Decisão Terminativa de 2º Grau

Seguro 0837966-51.2023.8.18.0140


Decisão Terminativa

poder judiciário 
tribunal de justiça do estado do piauí
GABINETE DO Desembargador JOSÉ WILSON FERREIRA DE ARAÚJO JÚNIOR

PROCESSO Nº: 0837966-51.2023.8.18.0140
CLASSE: EMBARGOS DE DECLARAÇÃO CÍVEL (1689)
ASSUNTO(S): [Seguro, Seguro]
EMBARGANTE: BANCO BRADESCO S.A., SABEMI SEGURADORA SA
EMBARGADO: MARIA FRANCISCA BARROS DA SILVA


JuLIA Explica

DECISÃO TERMINATIVA


I - RELATÓRIO

Trata-se de Embargos de Declaração opostos por SABEMI SEGURADORA S/A, alegando a existência de vícios na decisão terminativa proferido por esta Relatoria, nos autos da Apelação Cível interposta por MARIA FRANCISCA BARROS DA SILVA em face de sentença proferida pelo juízo da 2ª Vara da Comarca de Picos – PI que, nos autos da AÇÃO DECLARATÓRIA DE INEXISTÊNCIA DE RELAÇÃO JURÍDICA C/C REPETIÇÃO DE INDÉBITO E INDENIZAÇÃO POR DANOS MORAIS.

Alega o embargante que há contradição no acórdão embargado, na medida em que há referência à improcedência do pedido autoral, em aparente confronto com o dispositivo que dá provimento à apelação e condena os réus.

Alega ainda que há omissão, pois o acórdão deixou de enfrentar a alegação de inaplicabilidade do art. 42 do CDC por ausência de má-fé, deixando também de indicar, de forma explícita, a inexistência de conduta dolosa por parte da embargante, o que comprometeria a devolução em dobro dos valores descontados. A ausência de fundamentação nesse ponto comprometeria o prequestionamento necessário à interposição de recurso especial, especialmente considerando o Tema 929 em trâmite no STJ.

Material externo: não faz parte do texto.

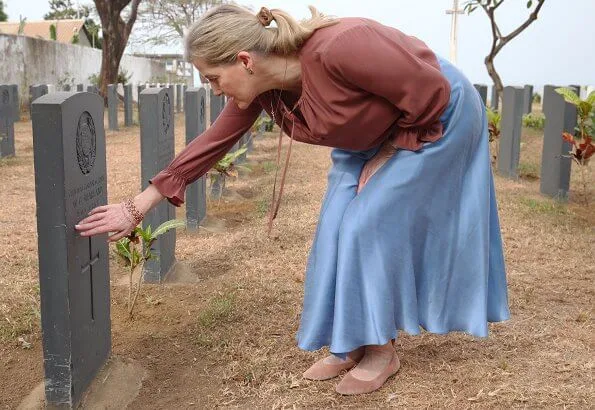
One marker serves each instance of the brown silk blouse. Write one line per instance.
(362, 82)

Por fim, requer que seja reconhecida a obscuridade ou erro material na fixação dos critérios de atualização monetária e juros moratórios, pois o acórdão não teria aplicado corretamente a nova metodologia estabelecida pela Lei 14.905/2024, com base na Resolução CMN nº 5.171/2024, deixando de indicar expressamente a aplicação da “taxa legal”.

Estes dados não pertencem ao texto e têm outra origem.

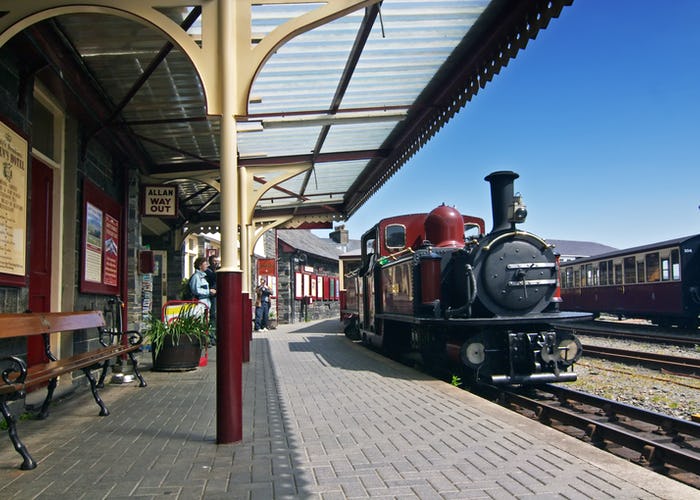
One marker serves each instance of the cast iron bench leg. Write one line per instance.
(28, 462)
(105, 369)
(44, 411)
(93, 387)
(136, 369)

Requer, ao final, o acolhimento dos presentes embargos, com efeitos infringentes, a fim de que sejam sanados os vícios apontados e que se reconheça a inaplicabilidade da devolução em dobro, bem como a fixação correta dos critérios legais para atualização do débito.

Era o que havia a relatar. Passo a decidir.

II - FUNDAMENTAÇÃO

O ponto central da questão é verificar se houve vício na decisão apta a ensejar o acolhimento ou não dos embargos de declaração.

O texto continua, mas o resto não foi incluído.